Today, Noon Academy is the fastest growing edtech company in the Middle East and North Africa and has become the archetype for homegrown Saudi startups. With over 7 million registered students from Egypt, Jordan, Kuwait, India, and Pakistan, Noon Academy has become a high-profile player in the Kingdom’s nascent tech scene. Last year, the edtech venture secured $13 million in a bridge funding round, one of the highest of any Saudi startup.
Aldhalaan observed the sudden change in attitudes in his own family too. “Typically, the fathers would always say become doctors or engineers,” he explained. “Now, my father is pushing my brothers — and even my sisters as well — to join startups.”

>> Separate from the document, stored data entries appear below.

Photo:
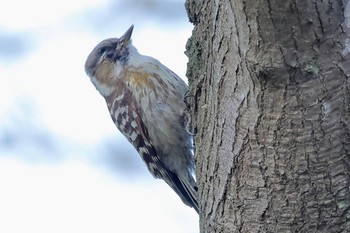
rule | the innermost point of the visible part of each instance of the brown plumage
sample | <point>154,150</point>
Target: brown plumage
<point>145,101</point>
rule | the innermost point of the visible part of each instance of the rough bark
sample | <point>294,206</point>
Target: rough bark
<point>271,112</point>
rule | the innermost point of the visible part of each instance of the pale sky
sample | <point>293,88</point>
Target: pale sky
<point>64,167</point>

But Noon Academy was only able to get its first significant investors, including Careem co-founder Abdulla Elyas, after 2017. “If you compare today against five years ago, it’s a whole other world,” said Ammar Alkhouli, an investment analyst at Saudi Technology Ventures, the largest technology VC fund in the Middle East. “The development was extremely rapid, extremely quick; so what you’re seeing today is a large influx of capital in the market, meaning there’s also a lot more startups than when we first started.” In 2020 alone, the country raised a record of $152 million in VC funding, with a 55% increase in total funding from the Middle East and North Africa deployed to Saudi startups.

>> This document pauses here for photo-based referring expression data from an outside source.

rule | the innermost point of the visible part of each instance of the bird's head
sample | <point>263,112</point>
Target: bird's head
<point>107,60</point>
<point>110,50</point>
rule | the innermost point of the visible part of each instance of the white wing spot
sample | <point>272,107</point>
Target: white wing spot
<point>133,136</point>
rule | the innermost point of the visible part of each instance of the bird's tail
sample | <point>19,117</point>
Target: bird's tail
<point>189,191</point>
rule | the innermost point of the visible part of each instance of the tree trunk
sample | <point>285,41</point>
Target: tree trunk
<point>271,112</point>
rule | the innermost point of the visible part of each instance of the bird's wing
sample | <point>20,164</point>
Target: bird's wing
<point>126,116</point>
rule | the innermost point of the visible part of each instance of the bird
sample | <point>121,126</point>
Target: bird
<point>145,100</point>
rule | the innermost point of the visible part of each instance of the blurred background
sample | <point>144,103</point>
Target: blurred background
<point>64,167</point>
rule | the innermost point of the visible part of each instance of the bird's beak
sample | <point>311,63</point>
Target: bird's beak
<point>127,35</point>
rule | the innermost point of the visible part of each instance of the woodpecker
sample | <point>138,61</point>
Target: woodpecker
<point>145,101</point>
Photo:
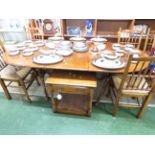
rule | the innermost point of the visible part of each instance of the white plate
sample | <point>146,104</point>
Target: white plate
<point>108,64</point>
<point>56,38</point>
<point>83,49</point>
<point>129,46</point>
<point>20,45</point>
<point>27,52</point>
<point>106,52</point>
<point>111,57</point>
<point>64,52</point>
<point>120,52</point>
<point>13,51</point>
<point>98,39</point>
<point>77,39</point>
<point>101,47</point>
<point>50,45</point>
<point>47,52</point>
<point>135,51</point>
<point>47,59</point>
<point>27,41</point>
<point>116,45</point>
<point>79,45</point>
<point>21,48</point>
<point>65,44</point>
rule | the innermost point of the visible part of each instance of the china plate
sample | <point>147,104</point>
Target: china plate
<point>64,52</point>
<point>56,38</point>
<point>47,59</point>
<point>108,64</point>
<point>77,39</point>
<point>13,51</point>
<point>82,49</point>
<point>98,39</point>
<point>27,52</point>
<point>135,51</point>
<point>120,52</point>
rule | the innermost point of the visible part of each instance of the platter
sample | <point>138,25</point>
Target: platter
<point>47,59</point>
<point>108,64</point>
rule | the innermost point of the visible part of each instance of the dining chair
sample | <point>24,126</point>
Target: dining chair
<point>128,36</point>
<point>23,76</point>
<point>34,30</point>
<point>137,84</point>
<point>149,41</point>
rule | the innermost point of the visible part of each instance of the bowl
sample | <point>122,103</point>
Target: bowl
<point>27,52</point>
<point>33,47</point>
<point>129,46</point>
<point>13,51</point>
<point>56,38</point>
<point>77,39</point>
<point>65,43</point>
<point>47,52</point>
<point>101,47</point>
<point>50,45</point>
<point>79,44</point>
<point>111,57</point>
<point>98,39</point>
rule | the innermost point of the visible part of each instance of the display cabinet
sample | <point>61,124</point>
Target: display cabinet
<point>107,28</point>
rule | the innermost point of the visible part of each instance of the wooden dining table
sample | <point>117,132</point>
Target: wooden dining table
<point>77,61</point>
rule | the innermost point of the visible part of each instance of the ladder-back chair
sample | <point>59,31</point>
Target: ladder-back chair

Alongside government initiatives to boost the startup scene, Saudi Arabia has rolled out a suite of digital apps in response to the Covid-19 pandemic. Government-run apps like the live location-tracking app Tawakkalna, which acts as a health passport for Saudis entering public spaces, is mandatory for every person living in the country. “Everyone can feel it; it’s a huge transformation,” Aldhalaan reflected. “Tech companies are now in every house.”
But the shift in perceptions isn’t all top-down. Nearly two-thirds of Saudi Arabia’s population is under the age of 35; they’re the first generation of Saudis who aren’t promised the subsidiaries of a state funded by oil revenue. In his bid to diversify the economy away from oil, MBS’s obsession with technology is second only to his push to get young Saudi’s into offices working white-collar jobs.

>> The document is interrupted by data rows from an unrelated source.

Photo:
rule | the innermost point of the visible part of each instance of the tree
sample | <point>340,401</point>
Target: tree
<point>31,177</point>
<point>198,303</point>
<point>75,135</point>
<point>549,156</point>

In a country where much of the population lives on state pensions, job creation has been a big challenge for the Saudi government. The pandemic has brought record unemployment in the country, hitting a high of 15% in 2020. Last month, the hashtag #UnemployedAndWeWontStaySilent began trending in Saudi Arabia as a way for Saudis to complain about their abysmal job prospects; users recorded videos, testimonials to showcase their plight.
So while the idea of a Silicon Valley–esque career may be appealing on the surface, in light of high youth unemployment and a less-than-certain state pension, the sudden interest in a lucrative industry separate from oil could be a reflection of a new anxiety for young Saudis, one the crown prince speaks of publicly. “We have developed a case of oil addiction in Saudi Arabia,” he told reporters in 2016. In MBS’s Saudi, tech startups might be the cure.